自覚はなかったんですけど、独学で歌い続けた結果、クセでがちがちの歌い方になっちゃってたんです。その歌唱法でキャラクターソングを歌ったら、全然はまらなかったんですよね。このクセも自分が今まで一生懸命作り上げてきたものではあるんですけど、1回全部取るためにレッスンを重ねて。キャラクターとして歌う感覚を掴むのにもすごく時間がかかりました。でも自分で歌唱法を突き詰めた経験と、キャラクターソングでの経験の両方があるから見えることもあるし、お芝居をしていると歌が上達していたり、その逆もあるんです。
──様々な表現を追求することで、相乗効果が生まれているんですね。
だから声優デビューから6年経ったタイミングで自分の歌を歌えることはすごく意味があると思っています。ただ、キャラクターを背負わず個人で歌うとなると、制限がなく自由なぶん悩みましたね。自分の歌声ってなんなんだろう……と考えるなかで「光ったコインが示す方」のレコーディングを迎えたんですけど、そのときそれを掴んだ感覚があったんです。高校時代のクセ強めの自分も認めることができると同時に、今の自分だから歌える歌を出せた感覚がありました。「ネオ前田佳織里」というか、殻を破った瞬間だったのかなと思っています。
──「光ったコインが示す方」は前田さんの凛々しさと可愛らしさ、パワフルさがどれもクリアに出た楽曲だと感じました。
出演させていただいているTVアニメ『老後に備えて異世界で8万枚の金貨を貯めます』のオープニング主題歌でもあるので、明るさや物語が始まる前向きさを大切にしたいと思っていました。同時にわたしにとっての始まりの曲だなと感じていて。《夢を叶えたいんだ》という歌詞は自分事として歌わないと薄っぺらく伝わってしまうなと思ったので、今の自分の出せる全力──レコーディングの後にガス欠で動けなくなるくらい気合いを入れて歌いましたね。レコーディング中に成長させてもらえたんです。
──それが先ほどおっしゃった「掴んだ」という感覚ですか?
そうです。
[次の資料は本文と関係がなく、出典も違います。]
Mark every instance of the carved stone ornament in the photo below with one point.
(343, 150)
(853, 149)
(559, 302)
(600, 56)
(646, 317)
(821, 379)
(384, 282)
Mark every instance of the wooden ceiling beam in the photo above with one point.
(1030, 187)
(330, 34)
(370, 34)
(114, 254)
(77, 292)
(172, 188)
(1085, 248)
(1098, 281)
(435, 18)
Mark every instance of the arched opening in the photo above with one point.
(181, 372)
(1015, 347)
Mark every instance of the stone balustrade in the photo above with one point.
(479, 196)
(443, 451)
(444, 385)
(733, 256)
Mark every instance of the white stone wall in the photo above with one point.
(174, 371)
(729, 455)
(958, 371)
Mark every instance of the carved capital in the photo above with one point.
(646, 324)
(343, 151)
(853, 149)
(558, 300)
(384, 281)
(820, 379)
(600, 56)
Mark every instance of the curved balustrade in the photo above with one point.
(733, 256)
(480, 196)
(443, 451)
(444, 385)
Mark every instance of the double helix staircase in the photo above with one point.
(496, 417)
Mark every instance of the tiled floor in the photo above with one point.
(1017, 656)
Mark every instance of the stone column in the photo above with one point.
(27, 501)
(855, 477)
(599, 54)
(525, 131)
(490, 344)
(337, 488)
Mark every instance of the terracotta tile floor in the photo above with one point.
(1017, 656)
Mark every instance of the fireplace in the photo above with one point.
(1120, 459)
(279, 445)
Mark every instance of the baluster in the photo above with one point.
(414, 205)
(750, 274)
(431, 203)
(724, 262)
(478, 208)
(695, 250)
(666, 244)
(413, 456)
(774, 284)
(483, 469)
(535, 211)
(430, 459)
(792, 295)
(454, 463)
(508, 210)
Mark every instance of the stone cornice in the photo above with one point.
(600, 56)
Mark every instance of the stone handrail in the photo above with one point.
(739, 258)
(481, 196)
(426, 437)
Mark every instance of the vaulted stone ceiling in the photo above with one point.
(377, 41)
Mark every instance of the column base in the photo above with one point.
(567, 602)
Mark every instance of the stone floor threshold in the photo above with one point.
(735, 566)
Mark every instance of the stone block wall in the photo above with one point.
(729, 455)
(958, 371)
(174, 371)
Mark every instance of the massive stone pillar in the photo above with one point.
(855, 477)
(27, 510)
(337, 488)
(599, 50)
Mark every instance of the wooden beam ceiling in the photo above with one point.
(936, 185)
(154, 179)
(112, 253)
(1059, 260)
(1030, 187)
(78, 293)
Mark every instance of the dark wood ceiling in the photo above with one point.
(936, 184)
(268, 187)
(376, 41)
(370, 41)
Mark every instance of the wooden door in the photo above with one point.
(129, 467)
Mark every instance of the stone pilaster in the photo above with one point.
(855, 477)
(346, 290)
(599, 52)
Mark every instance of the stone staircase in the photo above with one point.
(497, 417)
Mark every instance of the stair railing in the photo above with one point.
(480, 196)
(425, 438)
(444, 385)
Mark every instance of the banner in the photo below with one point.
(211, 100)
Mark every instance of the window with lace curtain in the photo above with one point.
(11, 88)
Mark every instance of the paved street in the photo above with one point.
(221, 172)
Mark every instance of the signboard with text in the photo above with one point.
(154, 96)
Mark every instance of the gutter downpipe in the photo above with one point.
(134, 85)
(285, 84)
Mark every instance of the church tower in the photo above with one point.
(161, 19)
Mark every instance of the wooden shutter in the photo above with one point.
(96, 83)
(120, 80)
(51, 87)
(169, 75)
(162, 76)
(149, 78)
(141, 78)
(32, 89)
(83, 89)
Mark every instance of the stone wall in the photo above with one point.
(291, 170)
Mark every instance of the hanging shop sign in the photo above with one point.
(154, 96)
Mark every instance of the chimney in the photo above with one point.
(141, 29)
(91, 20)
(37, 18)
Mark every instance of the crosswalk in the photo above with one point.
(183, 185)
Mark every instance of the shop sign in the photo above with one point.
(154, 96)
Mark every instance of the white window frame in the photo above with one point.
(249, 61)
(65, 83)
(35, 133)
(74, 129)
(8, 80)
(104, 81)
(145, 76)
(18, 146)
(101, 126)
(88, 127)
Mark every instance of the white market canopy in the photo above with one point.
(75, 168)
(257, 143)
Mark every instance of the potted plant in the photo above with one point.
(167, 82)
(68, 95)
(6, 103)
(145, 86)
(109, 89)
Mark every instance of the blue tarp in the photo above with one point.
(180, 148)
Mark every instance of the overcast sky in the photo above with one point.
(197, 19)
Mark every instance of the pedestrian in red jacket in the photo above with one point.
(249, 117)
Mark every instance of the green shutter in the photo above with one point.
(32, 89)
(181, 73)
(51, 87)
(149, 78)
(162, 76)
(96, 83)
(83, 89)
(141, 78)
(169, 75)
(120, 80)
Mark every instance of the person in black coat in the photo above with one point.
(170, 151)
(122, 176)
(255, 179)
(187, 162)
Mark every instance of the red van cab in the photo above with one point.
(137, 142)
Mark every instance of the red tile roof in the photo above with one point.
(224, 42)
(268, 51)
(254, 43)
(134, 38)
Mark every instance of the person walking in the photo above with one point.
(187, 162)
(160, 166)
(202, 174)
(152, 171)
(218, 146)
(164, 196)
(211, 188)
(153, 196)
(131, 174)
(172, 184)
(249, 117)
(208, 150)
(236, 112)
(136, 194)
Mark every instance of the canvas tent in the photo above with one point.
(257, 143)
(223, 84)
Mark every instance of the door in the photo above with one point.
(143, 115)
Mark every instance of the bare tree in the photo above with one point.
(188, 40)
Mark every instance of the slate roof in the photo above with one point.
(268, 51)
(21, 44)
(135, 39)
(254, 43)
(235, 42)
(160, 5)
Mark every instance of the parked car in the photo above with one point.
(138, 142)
1番、2番と歌うにつれて、どんどん自分的にも漲るものもあったし、レコーディングに同席していたスタッフさんたちもそれを感じてくださったらしくて。2番のサビを録っているときは、自分でも「今まで知らないものが自分の中から出てきた!」という感覚があったんですよね。歌詞に書かれた思いを伝えることを大切に歌いました。
──《不安が襲ってきて弱気が顔を出したら/背中押して欲しいんだ》という歌詞も印象に残りました。精一杯の努力を重ねるだけでなく、「人を頼る」というスタンスが素敵だと感じると同時に意外だったんです。というのも、前田さんはあまり人に弱みを見せないタイプのような気がして。
わ、占い師さんみたい!(笑) 確かにそうで、みんなに心配かけちゃうのが嫌なんですよね。だからそういう面は見せないようにしていたんです。でも去年ぐらいからそういう面も見せてもいいのかな……とだんだん思えるようになってきて、「ここをもうちょっとこうしてくれませんか?」とか「ここがこうなるとやりやすいんですけど」みたいに、相手の負担にならない言い方がちょっとできるようになった気がしていて。一歩大人に近づいたのかなと思っています。
──抱え込みすぎてしまうと、いいパフォーマンスも出せませんしね。
アフレコ現場や収録でもそうなんですけど、無理していたら取り繕ったとしてもやっぱり出てきちゃうし、弱い自分も含めてありのままの自分をまず大切にすることはすごく大事なことで。甘えではないし、未完成な自分を受け入れて、「ここがちょっとうまくできないんですけど、どうしたらいいでしょう?」みたいに人の力を借りながら成長していくのは、全然悪いことじゃないと思うんですよね。